Buon Rodaridì a tutti!
Una buona colazione per iniziare al meglio la settimana non può non essere accompagnata dalle storie che ci avete mandato i giorni scorsi. Un saluto speciale agli autori che hanno voluto sperimentare l’ “IPOTESI FANTASTICA”.

Buona lettura!  

 

LE FAVOLE DEL RODARIDÌ

 

I POMODORI ALLEGRI
53: Cosa succederebbe se un pomodoro si ubriacasse?

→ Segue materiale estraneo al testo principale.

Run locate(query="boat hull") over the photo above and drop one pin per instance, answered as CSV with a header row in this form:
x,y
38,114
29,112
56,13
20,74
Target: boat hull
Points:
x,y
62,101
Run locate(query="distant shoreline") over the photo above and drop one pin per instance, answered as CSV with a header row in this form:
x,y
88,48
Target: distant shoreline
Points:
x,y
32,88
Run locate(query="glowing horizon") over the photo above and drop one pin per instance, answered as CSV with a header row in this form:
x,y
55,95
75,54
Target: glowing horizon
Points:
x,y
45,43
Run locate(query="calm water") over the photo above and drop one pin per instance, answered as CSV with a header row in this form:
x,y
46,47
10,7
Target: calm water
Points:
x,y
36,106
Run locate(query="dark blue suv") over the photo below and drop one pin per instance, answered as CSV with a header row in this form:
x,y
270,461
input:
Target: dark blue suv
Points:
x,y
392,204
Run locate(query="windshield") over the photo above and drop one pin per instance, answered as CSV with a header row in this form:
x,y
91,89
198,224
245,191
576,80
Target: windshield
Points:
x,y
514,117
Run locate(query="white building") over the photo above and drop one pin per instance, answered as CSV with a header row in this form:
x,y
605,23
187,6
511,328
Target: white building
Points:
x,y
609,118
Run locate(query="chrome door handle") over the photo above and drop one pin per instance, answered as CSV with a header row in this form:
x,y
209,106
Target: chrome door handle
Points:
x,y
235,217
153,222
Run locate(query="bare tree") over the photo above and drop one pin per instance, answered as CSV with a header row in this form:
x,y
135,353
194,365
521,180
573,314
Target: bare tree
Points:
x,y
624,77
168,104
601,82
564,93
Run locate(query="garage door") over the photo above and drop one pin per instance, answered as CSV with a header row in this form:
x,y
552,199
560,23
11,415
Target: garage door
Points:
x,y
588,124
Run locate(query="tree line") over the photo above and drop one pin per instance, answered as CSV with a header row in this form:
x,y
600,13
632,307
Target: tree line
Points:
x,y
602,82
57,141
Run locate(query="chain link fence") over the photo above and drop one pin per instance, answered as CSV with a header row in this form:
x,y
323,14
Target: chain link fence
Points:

C’era una volta un contadino che aveva un piccolo campo di pomodori. Il contadino li coltivava con amore, ma con i ricavi delle vendite dei suoi pomodori riusciva appena a mantenere la sua famiglia.
Erano pomodori gustosi e succosi, ma tutto sommato ordinari. Profumavano di pomodoro, avevano la forma… a pomodoro, sapevano di pomodoro! Non avevano nulla di speciale.
Il campo del contadino confinava con una distilleria che produceva whisky. Quello sì che era speciale! La distilleria lavorava da più di un secolo e il loro whisky era il più buono di tutta la regione. Nessuno sapeva come o perché, ma quel whisky rendeva felici e contenti tutti coloro che lo bevevano. Bastava un sorso ed ogni preoccupazione spariva. Ma la produzione era limitata, e una bottiglietta costava tantissimo, così solo pochissimi riuscivano a poterne godere.
La distilleria però come ho detto era molto antica e un giorno uno dei tubi che trasportavano il liquore si bucò. Non era un gran buco, era un forellino piccolo piccolo, come la punta di uno spillo, e visto che i tubi erano interrati nessuno se ne accorse.
Tranne i pomodori!
I pomodori del contadino, assieme all’acqua con cui venivano innaffiati, iniziarono a bere anche il liquore e acquisirono una caratteristica peculiare: coloro che li mangiavano sentivano una certa euforia, un qualche ottimismo… E ne volavano ancora!
Così il contadino divenne famoso per i suoi pomodori e da quel momento anche lui fu felice e contento con la sua famiglia.

Katia

 

 

LA GOCCIA CURIOSA
(Cosa succederebbe se una goccia scalasse l’Everest)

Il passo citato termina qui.